Depuis plusieurs années, les récoltes sont mauvaises et les hivers rigoureux s’enchaînent. Le prix des denrées essentielles ne cesse d’augmenter.
Cette situation ne cessera d’empirer durant la Révolution.
En 1795, l’hiver est particulièrement rude. Les canaux sont gelés., le ravitaillement est compliqué. La disette croissante oblige la Convention à rationner les parisiens. Une carte de rationnement est instituée. Elle doit mentionner la composition de la famille. Chaque individu a droit à une livre de pain par jour, un ouvrier une livre et demie.
Les femmes passent une grande partie de la journée, se levant aux aurores, dans des longues files d’attente pour le pain, le bois, le charbon et la viande.
Le livre “Les animaux célèbres” (édition 1837) nous raconte l’histoire de ce vieil homme malade contraint comme beaucoup de parisiens de se procurer sa ration journalière de pain ou de viande.
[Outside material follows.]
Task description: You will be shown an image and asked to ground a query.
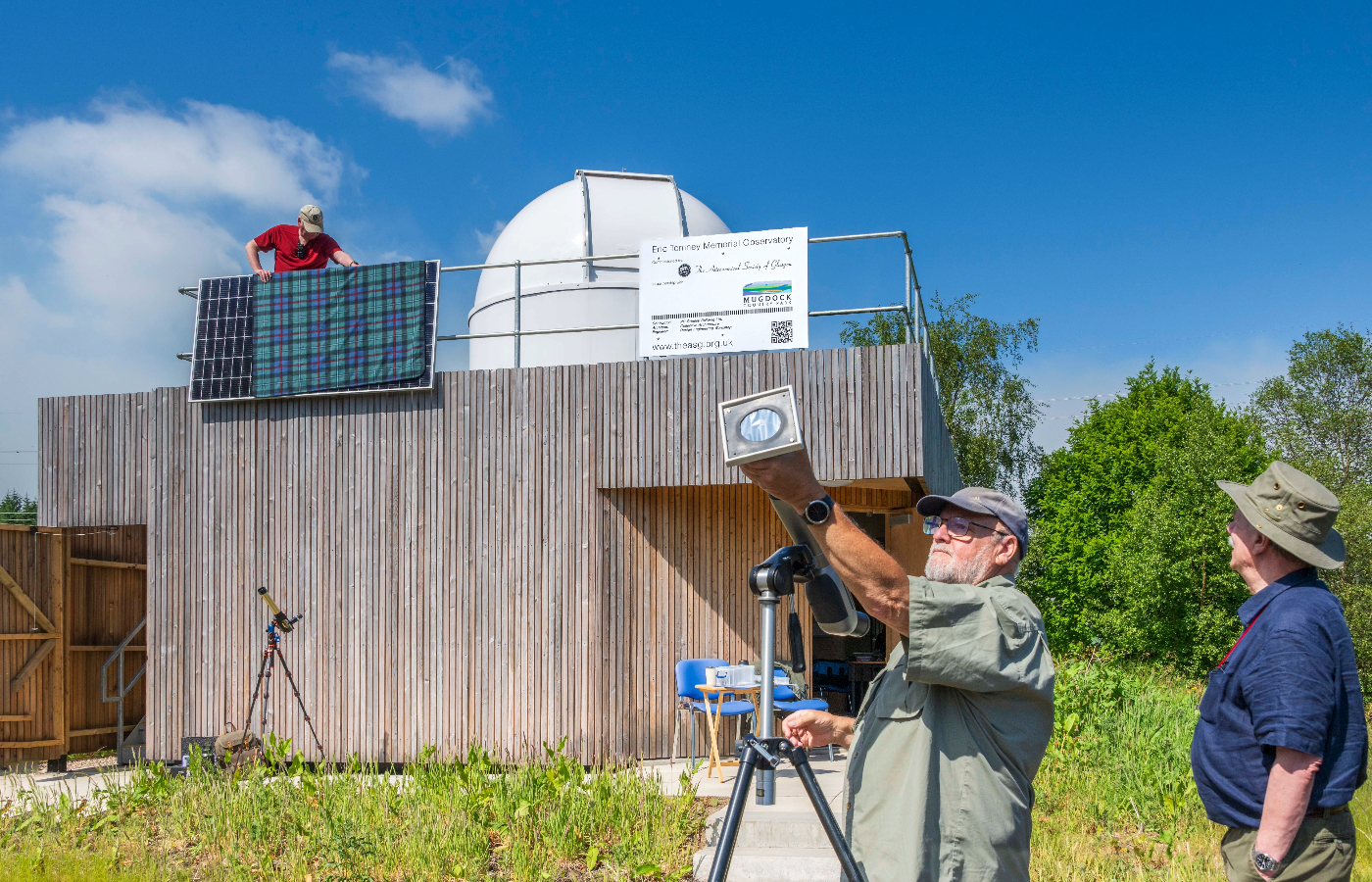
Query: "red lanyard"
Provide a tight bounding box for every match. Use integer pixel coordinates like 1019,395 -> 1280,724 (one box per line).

Chacun attend son tour des fois depuis trois heures du matin, n’étant pas sûr d’être servi à onze heures et souvent s’en retourne sans rien, l’estomac creux.
La foule de ces affamés fait ainsi la queue dans la neige ou sous la pluie qui devant le boulanger, qui devant le boucher, se poussant et ne permettant à personne de prendre sa place.
Notre homme serait mort de faim sans le secours de son chien et à son habile stratagème. Il lui attachait au cou un petit sac noir, y mettait la “carte à la viande” et “la carte au pain” et laissait le chien jouer de malice.
Ce chien surnommé “Laqueue” par les marchands qui avaient toléré son manège ne s’embarrassait pas de la consigne de respecter son tour. Il se glissait habillement entre les jambes des hommes et des femmes et allait gratter la manche du distributeur pour bien faire comprendre pourquoi il se dressait sur ses deux pattes.
La demi-livre de viande assignée pour 5 jours était alors déposée dans le petit sac, le coupon de rationnement découpé et Laqueue avait aussi droit à un os à ronger comme gratification.
Le chien rejoignait son maître par le même chemin et recommençait son petit manège pour obtenir le quarteron de pain et l’eau de riz. Jamais Laqueue ne touchait la nourriture attendant sagement que son maître lui en accorde une portion bien méritée.